Two women have become the first Britons to be formally ordained as Jewish priestesses.
Rachel Rose Reid, one of the country’s top storytellers, and Brighton-born Rabbi Sarah Bracha Gershuny, who now leads a Jewish Renewal community in Boulder, Colorado, are among this year’s graduates from the Kohenet (priestess) Institute in Connecticut, in the United States.
Rabbi Jill Hammer, co-founder of the institute in 2006, said that “with the ordination of Kohenet Rachel Rose Reid, Kohenet now has a base in the UK from which to grow, and we are excited to see what the future holds”.
For her course, Kohenet Reid, a Limmud regular who was also one of the founders of the London Moishe House, a community centre for young Jews, completed a three-and-a-half year distance learning programme with twice-yearly trips to the US.
The institute was set up to train Jewish women as “facilitators of spiritual experience”.
It draws on stories of women in the Bible and Talmud, forgotten or suppressed traditions of women’s involvement in sacred rites and mystical ideas such as the Shechinah, the Presence of God, which the kabbalists portrayed as the feminine aspect of the divine.
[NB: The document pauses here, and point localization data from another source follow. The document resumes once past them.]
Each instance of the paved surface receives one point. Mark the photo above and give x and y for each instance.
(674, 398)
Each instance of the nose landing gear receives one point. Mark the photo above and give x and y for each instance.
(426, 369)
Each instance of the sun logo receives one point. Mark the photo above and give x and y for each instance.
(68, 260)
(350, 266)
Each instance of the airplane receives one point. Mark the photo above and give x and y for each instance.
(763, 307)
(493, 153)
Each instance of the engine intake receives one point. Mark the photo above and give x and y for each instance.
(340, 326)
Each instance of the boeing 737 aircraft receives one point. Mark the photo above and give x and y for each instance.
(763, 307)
One of its roles is to enable the creation of new rituals to mark different stages and events in people’s lives.
Kohenet Reid said, “In the years I have been involved in grassroots communities, there is a hunger for acknowledging a wider spectrum of practice in Judaism.
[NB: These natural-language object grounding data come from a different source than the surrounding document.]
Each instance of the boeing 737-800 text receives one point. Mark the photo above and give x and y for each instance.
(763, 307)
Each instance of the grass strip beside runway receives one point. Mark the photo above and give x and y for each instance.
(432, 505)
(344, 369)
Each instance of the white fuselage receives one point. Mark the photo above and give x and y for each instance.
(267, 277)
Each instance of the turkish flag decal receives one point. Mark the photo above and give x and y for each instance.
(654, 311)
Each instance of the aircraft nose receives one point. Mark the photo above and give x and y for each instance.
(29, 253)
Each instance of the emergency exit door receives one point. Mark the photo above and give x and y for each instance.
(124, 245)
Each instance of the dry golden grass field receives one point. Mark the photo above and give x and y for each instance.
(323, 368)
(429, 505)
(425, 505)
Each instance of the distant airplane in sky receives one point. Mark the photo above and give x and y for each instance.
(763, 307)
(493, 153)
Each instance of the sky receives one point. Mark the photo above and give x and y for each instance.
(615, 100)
“There are a lot of people who think the way they connect to Judasim doesn’t fit in with the Judaism they were brought up with.”
She said she looked forward to launching her own projects as well as collaborating with other partners.
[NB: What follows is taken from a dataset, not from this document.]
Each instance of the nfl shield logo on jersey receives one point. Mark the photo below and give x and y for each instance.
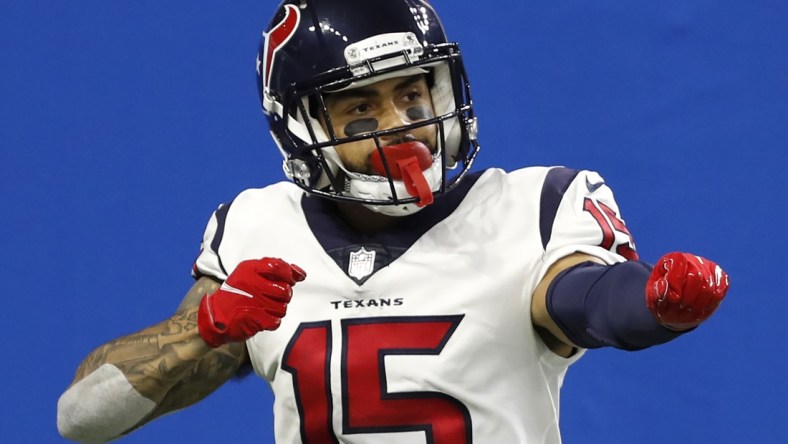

Another new kohenet, American Sarah Chandler, who has a special interest in environmental and food ethics, will be a presenter at this month’s Limmud in the Woods in Oxfordshire.
The Kohenet Institute is based at Elat Chayyim, a leading centre for alternative Jewish spirituality. It was taken over a couple of years ago by Hazon, the environmental organisation founded by the Mancunian expat Nigel Savage.